Durante el siglo XVIII tuvo lugar un crecimiento demográfico que provocó una serie de transformaciones agrarias y urbanísticas.
El Monasterio decretó que en La Drova fueran plantadas 300 hanegadas de vid, con higueras, nogales y almendros; y que su explotación quedará bajo el control directo de los monjes mediante la contratación de jornaleros, por lo que La Drova volvía a convertirse en una granja.
La primera mejora urbanística se llevó a cabo en La Drova, mediante un decreto de 1722, que mandaba construir una casa para que los animales y los criados –por este orden– tuvieran un lugar donde refugiarse y descansar.

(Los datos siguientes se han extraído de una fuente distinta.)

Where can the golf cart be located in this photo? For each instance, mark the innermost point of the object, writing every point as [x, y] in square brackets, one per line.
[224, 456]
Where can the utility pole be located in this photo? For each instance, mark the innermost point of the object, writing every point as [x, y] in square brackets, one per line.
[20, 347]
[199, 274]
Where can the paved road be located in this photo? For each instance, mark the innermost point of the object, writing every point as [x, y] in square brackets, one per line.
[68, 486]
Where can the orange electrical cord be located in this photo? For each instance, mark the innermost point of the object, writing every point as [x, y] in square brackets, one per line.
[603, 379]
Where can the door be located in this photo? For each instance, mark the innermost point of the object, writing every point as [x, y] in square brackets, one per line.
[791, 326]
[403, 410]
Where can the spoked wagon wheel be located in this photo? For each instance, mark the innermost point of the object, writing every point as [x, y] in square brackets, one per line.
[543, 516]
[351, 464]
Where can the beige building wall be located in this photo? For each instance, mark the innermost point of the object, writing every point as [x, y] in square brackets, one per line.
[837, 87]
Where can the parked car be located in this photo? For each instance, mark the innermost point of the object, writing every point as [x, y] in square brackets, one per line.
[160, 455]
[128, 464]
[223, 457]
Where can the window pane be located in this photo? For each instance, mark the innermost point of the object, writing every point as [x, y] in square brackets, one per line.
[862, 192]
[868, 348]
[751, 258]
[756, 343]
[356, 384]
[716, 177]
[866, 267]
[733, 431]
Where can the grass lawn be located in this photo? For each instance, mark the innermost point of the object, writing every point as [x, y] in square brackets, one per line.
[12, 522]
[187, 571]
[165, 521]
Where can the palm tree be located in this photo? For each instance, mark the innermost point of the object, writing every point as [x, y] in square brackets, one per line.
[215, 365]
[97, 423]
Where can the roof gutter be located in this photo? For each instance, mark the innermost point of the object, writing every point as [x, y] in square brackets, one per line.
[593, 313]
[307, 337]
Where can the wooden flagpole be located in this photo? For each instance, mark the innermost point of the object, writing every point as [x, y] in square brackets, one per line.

A finales de siglo, la casa fue ensanchada, elevada y embellecida con un reloj de sol en la fachada, que lleva fecha de 1799.
En la segunda mitad del siglo XVIII, en La Drova, tuvo lugar la construcción de una balsa de agua, al lado del azagador, para convertir en regadío una parte de las tierras cultivadas.
Durante el primer tercio del siglo XIX, España sufrió una gran inestabilidad política que condicionó la vida de los monjes y la de los habitantes de los territorios que les pertenecían.
Durante la regencia de María Cristina, los monjes sufrieron la tercera y definitiva exclaustración.
La Drova quedaba sin dueño definido, y pasaba a engrosar la bolsa de bienes nacionales procedentes de las corporaciones religiosas extinguidas, que serían subastadas públicamente, conforme al decreto del 19 de febrero de 1836.
La Drova fue comprada en 1849 por Pedro Escrich y Roviralta, un comerciante de Valencia que la revendió el 29 de noviembre de 1859 a dos labradores de Xaló; José Ferrer Fullana y Juan Mestre Pastor. No se trataba de arrendatarios temporales ni de jornaleros en tránsito, sino de una población estable de propietarios.
Por este motivo, la casa señorial y la balsa de agua fueron divididas en dos partes; una para cada familia. Con ellos comenzó la construcción de los ruiraus y la elaboración de la pasa, que era exportada a Inglaterra desde el puerto de Denia.